Supporting Directory Operations With a Flat Name Index
Traditional file systems allow renaming of directories or moving files from one directory to another, but with a giant asterisk. Rename operations are not allowed unless the existing and new names are both part of the same file system.
You probably think of your entire file namespace as 'the file system', so breaking that namespace down into multiple 'file systems' may well strike you as just as excuse for telling you that they won't support the rename that you just requested. It is especially annoying that you are expected to remember which of your directories you created as 'file systems' and which are mere directories.
However, there are actually reasons why renaming across file systems are difficult. These issues ultimately require a different implementation strategy to support efficient rename operations for scale-out cloud storage.
Hierarchical directories enable efficient renaming within a single-server file system, but are ultimately incompatible with scale-out storage. Most object storage solutions have solved this problem by disallowing rename operations, but there is a way to support directory operations while keeping the efficient "flat" name indexes used in object storage.
Distributed multi-user storage systems either have to be copy-on-write or have very complex algorithms to ensure read operations are completed consistently. Nobody want a read operation to return a mix of data that was overwritten with partial new data. They want the read to either return the data as it was before someone else's write or to yield data that is entirely after the other user's write.

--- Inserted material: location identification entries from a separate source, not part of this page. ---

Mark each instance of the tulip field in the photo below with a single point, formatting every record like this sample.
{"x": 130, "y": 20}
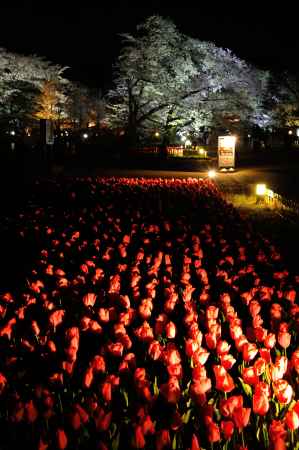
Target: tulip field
{"x": 152, "y": 316}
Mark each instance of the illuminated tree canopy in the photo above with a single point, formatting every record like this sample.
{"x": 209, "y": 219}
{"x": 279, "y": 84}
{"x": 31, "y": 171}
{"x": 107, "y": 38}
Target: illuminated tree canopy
{"x": 168, "y": 81}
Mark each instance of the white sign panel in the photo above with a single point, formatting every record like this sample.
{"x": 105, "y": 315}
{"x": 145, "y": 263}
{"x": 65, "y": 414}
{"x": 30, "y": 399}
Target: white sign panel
{"x": 226, "y": 151}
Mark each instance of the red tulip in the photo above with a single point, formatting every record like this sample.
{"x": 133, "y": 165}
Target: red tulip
{"x": 200, "y": 357}
{"x": 270, "y": 341}
{"x": 277, "y": 430}
{"x": 155, "y": 350}
{"x": 139, "y": 441}
{"x": 171, "y": 355}
{"x": 98, "y": 364}
{"x": 88, "y": 377}
{"x": 224, "y": 381}
{"x": 56, "y": 317}
{"x": 148, "y": 427}
{"x": 228, "y": 406}
{"x": 227, "y": 428}
{"x": 254, "y": 308}
{"x": 102, "y": 419}
{"x": 171, "y": 390}
{"x": 260, "y": 403}
{"x": 83, "y": 414}
{"x": 175, "y": 370}
{"x": 144, "y": 332}
{"x": 170, "y": 330}
{"x": 195, "y": 443}
{"x": 222, "y": 347}
{"x": 3, "y": 382}
{"x": 249, "y": 375}
{"x": 103, "y": 315}
{"x": 61, "y": 439}
{"x": 227, "y": 361}
{"x": 284, "y": 339}
{"x": 292, "y": 420}
{"x": 249, "y": 351}
{"x": 211, "y": 340}
{"x": 283, "y": 391}
{"x": 190, "y": 347}
{"x": 295, "y": 360}
{"x": 116, "y": 349}
{"x": 212, "y": 312}
{"x": 241, "y": 417}
{"x": 163, "y": 440}
{"x": 213, "y": 432}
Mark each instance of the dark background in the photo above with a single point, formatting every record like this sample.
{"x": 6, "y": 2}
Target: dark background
{"x": 87, "y": 39}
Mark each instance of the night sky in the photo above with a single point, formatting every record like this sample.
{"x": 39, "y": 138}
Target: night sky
{"x": 87, "y": 39}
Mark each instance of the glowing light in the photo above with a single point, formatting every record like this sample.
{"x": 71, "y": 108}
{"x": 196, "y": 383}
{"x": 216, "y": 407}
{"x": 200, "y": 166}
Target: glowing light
{"x": 270, "y": 193}
{"x": 229, "y": 141}
{"x": 261, "y": 189}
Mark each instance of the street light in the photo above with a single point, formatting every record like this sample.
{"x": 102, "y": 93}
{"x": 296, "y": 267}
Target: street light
{"x": 261, "y": 190}
{"x": 211, "y": 173}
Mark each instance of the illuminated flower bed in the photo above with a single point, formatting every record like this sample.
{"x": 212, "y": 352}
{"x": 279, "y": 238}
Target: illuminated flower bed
{"x": 152, "y": 317}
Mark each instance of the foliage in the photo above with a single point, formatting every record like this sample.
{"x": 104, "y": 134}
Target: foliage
{"x": 169, "y": 82}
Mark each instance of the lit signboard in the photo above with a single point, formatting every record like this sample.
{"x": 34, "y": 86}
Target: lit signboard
{"x": 226, "y": 151}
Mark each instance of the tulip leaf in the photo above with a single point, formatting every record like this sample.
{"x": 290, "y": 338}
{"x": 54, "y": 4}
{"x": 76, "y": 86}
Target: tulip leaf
{"x": 156, "y": 389}
{"x": 115, "y": 442}
{"x": 291, "y": 405}
{"x": 126, "y": 398}
{"x": 246, "y": 387}
{"x": 265, "y": 435}
{"x": 174, "y": 443}
{"x": 258, "y": 433}
{"x": 186, "y": 416}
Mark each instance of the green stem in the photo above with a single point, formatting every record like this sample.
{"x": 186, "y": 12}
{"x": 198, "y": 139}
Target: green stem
{"x": 292, "y": 438}
{"x": 243, "y": 441}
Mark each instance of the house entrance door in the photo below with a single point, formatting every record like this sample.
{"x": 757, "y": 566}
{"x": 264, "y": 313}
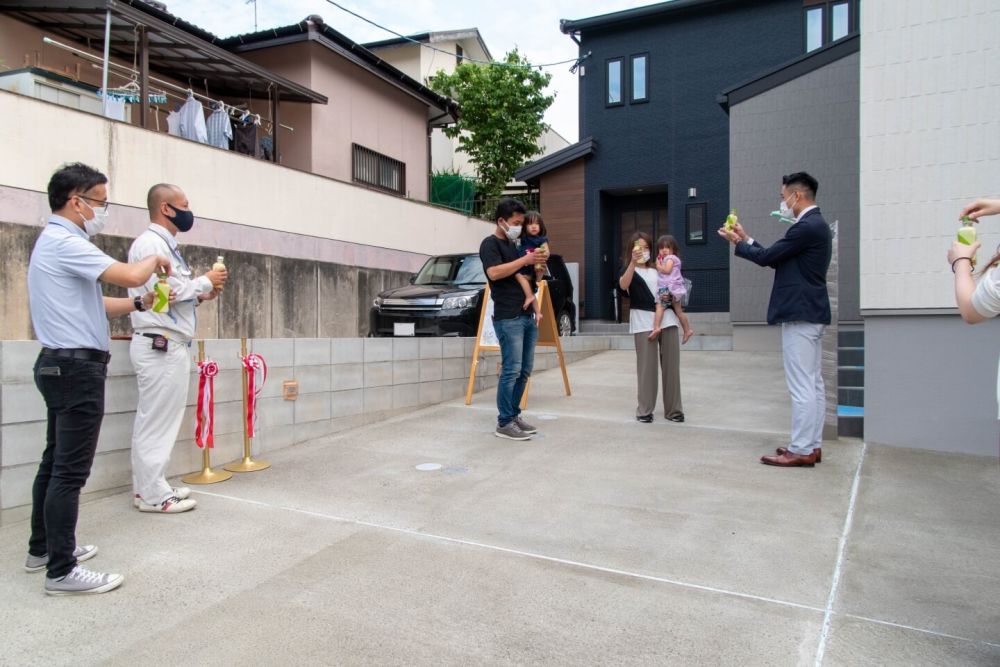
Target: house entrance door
{"x": 639, "y": 213}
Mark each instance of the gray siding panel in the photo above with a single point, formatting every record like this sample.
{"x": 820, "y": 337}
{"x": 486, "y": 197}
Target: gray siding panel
{"x": 930, "y": 383}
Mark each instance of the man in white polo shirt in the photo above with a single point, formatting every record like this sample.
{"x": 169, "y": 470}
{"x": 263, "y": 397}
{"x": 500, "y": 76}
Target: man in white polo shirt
{"x": 70, "y": 318}
{"x": 160, "y": 352}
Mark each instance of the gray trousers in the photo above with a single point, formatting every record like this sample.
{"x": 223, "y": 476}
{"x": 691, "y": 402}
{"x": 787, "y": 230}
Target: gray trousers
{"x": 802, "y": 350}
{"x": 664, "y": 354}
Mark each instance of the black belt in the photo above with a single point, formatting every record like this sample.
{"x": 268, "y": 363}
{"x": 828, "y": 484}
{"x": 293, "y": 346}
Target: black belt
{"x": 84, "y": 353}
{"x": 146, "y": 335}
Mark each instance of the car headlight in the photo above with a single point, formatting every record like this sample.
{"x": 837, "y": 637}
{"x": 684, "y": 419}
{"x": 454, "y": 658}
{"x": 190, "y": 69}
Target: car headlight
{"x": 460, "y": 301}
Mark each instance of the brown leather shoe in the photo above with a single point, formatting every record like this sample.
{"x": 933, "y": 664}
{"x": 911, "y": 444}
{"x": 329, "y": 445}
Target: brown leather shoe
{"x": 790, "y": 460}
{"x": 784, "y": 450}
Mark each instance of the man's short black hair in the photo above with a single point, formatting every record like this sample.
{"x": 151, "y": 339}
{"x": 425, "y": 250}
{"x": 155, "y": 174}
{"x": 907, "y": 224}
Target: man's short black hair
{"x": 71, "y": 179}
{"x": 507, "y": 207}
{"x": 802, "y": 180}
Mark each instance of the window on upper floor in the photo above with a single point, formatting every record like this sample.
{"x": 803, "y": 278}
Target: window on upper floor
{"x": 640, "y": 78}
{"x": 829, "y": 20}
{"x": 613, "y": 83}
{"x": 378, "y": 171}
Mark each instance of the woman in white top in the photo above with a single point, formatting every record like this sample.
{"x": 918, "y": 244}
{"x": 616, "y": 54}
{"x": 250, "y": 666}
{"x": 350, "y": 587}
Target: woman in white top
{"x": 977, "y": 301}
{"x": 639, "y": 281}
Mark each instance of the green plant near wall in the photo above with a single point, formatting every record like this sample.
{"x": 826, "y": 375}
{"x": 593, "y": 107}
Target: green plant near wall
{"x": 502, "y": 105}
{"x": 452, "y": 189}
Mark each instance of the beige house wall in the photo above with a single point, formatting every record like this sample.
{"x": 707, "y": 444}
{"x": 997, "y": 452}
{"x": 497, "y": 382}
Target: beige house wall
{"x": 38, "y": 136}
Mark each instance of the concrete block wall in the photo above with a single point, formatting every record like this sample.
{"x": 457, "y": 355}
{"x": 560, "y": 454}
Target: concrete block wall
{"x": 343, "y": 383}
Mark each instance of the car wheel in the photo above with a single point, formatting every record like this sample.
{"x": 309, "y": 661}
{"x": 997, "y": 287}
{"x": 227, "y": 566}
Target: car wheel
{"x": 565, "y": 324}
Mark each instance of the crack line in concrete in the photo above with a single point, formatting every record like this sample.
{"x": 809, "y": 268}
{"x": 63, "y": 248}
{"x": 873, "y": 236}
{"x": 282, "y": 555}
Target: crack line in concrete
{"x": 901, "y": 626}
{"x": 839, "y": 567}
{"x": 828, "y": 611}
{"x": 517, "y": 552}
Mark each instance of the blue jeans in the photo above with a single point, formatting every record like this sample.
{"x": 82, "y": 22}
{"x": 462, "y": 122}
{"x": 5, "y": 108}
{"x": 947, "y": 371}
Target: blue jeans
{"x": 517, "y": 338}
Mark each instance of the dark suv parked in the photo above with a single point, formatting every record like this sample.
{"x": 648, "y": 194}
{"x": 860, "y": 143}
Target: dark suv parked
{"x": 445, "y": 298}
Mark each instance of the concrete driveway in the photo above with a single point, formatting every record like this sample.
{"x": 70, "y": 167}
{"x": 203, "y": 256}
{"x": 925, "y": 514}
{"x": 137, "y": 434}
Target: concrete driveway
{"x": 602, "y": 541}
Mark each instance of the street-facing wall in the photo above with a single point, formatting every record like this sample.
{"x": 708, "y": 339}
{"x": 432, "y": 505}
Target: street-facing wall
{"x": 37, "y": 137}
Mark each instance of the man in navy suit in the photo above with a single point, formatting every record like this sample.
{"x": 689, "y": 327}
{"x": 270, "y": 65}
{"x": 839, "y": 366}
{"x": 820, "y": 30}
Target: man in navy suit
{"x": 801, "y": 305}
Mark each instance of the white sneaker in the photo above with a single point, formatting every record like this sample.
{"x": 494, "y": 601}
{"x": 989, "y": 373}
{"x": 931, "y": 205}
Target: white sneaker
{"x": 171, "y": 505}
{"x": 181, "y": 492}
{"x": 81, "y": 581}
{"x": 39, "y": 563}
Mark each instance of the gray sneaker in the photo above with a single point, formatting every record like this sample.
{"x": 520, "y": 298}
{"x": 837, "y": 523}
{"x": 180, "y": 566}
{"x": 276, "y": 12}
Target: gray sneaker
{"x": 511, "y": 432}
{"x": 171, "y": 505}
{"x": 181, "y": 492}
{"x": 39, "y": 563}
{"x": 525, "y": 426}
{"x": 81, "y": 581}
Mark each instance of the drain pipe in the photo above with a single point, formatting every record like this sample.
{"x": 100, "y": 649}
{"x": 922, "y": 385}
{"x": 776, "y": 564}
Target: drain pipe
{"x": 107, "y": 56}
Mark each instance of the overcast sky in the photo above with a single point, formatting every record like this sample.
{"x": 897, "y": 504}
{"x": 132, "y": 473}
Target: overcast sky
{"x": 532, "y": 26}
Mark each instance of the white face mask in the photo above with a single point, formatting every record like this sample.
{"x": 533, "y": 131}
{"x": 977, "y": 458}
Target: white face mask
{"x": 95, "y": 225}
{"x": 786, "y": 210}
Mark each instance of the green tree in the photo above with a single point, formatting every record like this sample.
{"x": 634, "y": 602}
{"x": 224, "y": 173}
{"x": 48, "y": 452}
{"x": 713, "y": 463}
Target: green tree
{"x": 502, "y": 105}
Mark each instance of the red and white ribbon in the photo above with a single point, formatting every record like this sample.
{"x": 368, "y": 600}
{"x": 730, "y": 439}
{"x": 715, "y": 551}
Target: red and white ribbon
{"x": 205, "y": 414}
{"x": 256, "y": 371}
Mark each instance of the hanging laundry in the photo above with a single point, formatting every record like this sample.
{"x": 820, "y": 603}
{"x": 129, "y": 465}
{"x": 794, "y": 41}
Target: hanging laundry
{"x": 193, "y": 121}
{"x": 220, "y": 130}
{"x": 246, "y": 139}
{"x": 174, "y": 123}
{"x": 114, "y": 108}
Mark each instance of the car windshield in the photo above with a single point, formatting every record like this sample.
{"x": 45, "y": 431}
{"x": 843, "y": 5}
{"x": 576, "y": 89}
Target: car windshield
{"x": 459, "y": 270}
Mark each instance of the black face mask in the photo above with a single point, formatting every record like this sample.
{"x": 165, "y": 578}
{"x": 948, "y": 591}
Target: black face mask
{"x": 183, "y": 220}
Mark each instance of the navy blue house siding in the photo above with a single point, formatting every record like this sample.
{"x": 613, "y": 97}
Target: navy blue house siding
{"x": 650, "y": 153}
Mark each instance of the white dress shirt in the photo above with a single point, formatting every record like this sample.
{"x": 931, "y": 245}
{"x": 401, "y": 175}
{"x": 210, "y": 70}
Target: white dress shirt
{"x": 180, "y": 321}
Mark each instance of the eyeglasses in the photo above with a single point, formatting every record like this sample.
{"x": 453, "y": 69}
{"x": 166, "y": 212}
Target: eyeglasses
{"x": 104, "y": 202}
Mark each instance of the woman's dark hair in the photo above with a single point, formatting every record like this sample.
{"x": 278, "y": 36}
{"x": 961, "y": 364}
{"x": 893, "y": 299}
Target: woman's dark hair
{"x": 801, "y": 179}
{"x": 671, "y": 244}
{"x": 627, "y": 255}
{"x": 72, "y": 179}
{"x": 535, "y": 216}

Both NexentaStor and NexentaEdge are copy-on-write solutions.
The challenge for copy-on-write systems is that any update to an object/file theoretically requires updating all of its parent directories. This would result in a tremendous write amplification if each write required its own write to each of its parent directories. Each server is required to only acknowledge a write only after the write and all derived writes are "done". You can't say 'it's done' and later say "oops, sorry". "Done" means "done".
Fortunately the acknowledgement does not require all of those writes be "done" in the sense that they are in their final format, just that the write is "persistently stored". Updating of parent directories can be deferred as long as the deferred edits will be reflected in all transactions going forward and that the changes will not revert if the system reboots. Basically, the edit has to be reflected in working memory and saved persistently to disk. But it does not have to be saved to disk in the permanent format.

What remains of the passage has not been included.